Given that make isn't working well in this case due to spaces, I would personally probably use something like find and sed in a bash script to just get all the files and convert them to pdf. (Obviously this won't work if your system doesn't have these tools though...)
Even this merit is debatable. Is foo bar two things or one? I know foo-bar is one.
It all depend of domain convention. Make align on variable naming convention .. that is all
No. He's right, you're wrong, hzhou321. We want spaces in filenames. We even want UTF-8 if possible. We don't want crude tools that cannot handle the most basic names. You can argue all you want, this is a very very basic demand that could be met with very very basic tools but make is just too crude.
People like you are exactly the cancer in the developer community that argues away reasonable demands like spaces in filenames and perpetuates the garbage legacy tools we have.
EDIT: Ok, now I got it. Boy that was a wild ride.
Edit: rewording and typos.
h = "hello" .. utf8.char(160) .. "world"
f = io.open("Makefile","w")
f = io.open(h .. ".c","w")
Set up your compose key on linux(Top right corner settings->system settings->keyboards->shortcut->typing->Compose key(choose an appropriate one)).
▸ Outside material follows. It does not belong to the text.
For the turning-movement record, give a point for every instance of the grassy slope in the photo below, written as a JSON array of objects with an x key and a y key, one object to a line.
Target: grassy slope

Whenever you need to type breaking space instead type (compose key + spacebar + spacebar). This puts a non-breaking space there instead. That's it.
3. Create file -> sudo nano hello(compose key + spacebar + spacebar)world.c
4. Paste the code to execute.
5. Makefile-> hello(compose key + space + space)world:
7. ./hello world (pressing tab will recognise the executable automatically).
NOTE: Don't do this ever in any production code or just ever. This hack can take up hours to resolve and a lot of frustration which could have better been spent on fixing something meaningful. This is a frowned upon practice. The only cool part is that your directory can have two files with whose name look exactly the same.
Being incapable of handling spaces is a bug that's been marked Minor since 2002 - https://savannah.gnu.org/bugs/?712
(plus I find double quotation marks easier to read and write than escaping every space in a path)
Edit: https://stackoverflow.com/questions/66800/promising-alternat... (they aren't really clones tho)
Specifically, a python configure script using the ninja_syntax.py module. This seems like it's a bit more complicated, but has a lot of nice attributes.
File names with spaces should just work (unlike make). The amount of hidden complexity is very low (unlike make or SCons); all the complexity lives in your configure script. It's driven by a real, non-arcane language (unlike make). Targets are automatically rebuilt when their rules/dependencies change (unlike make).
It's more difficult to install than make, but only marginally.
And what the heck happened on 31 dec 1999 that the world became a different place where suddenly people realised: there were these space things, quite useful they were, why don't we tuck them into every file name and URL and who knows what?
People have better things to do than dealing with these things.
Then that's a shortcoming which should be addressed with the tools, because humans everywhere use spaces in filenames.
For every command-line tool I make (Windows & Linux), I ensure it handles such trivial use-cases. I can't see why such a simple task is seemingly impossible to get done in GNU coreutils.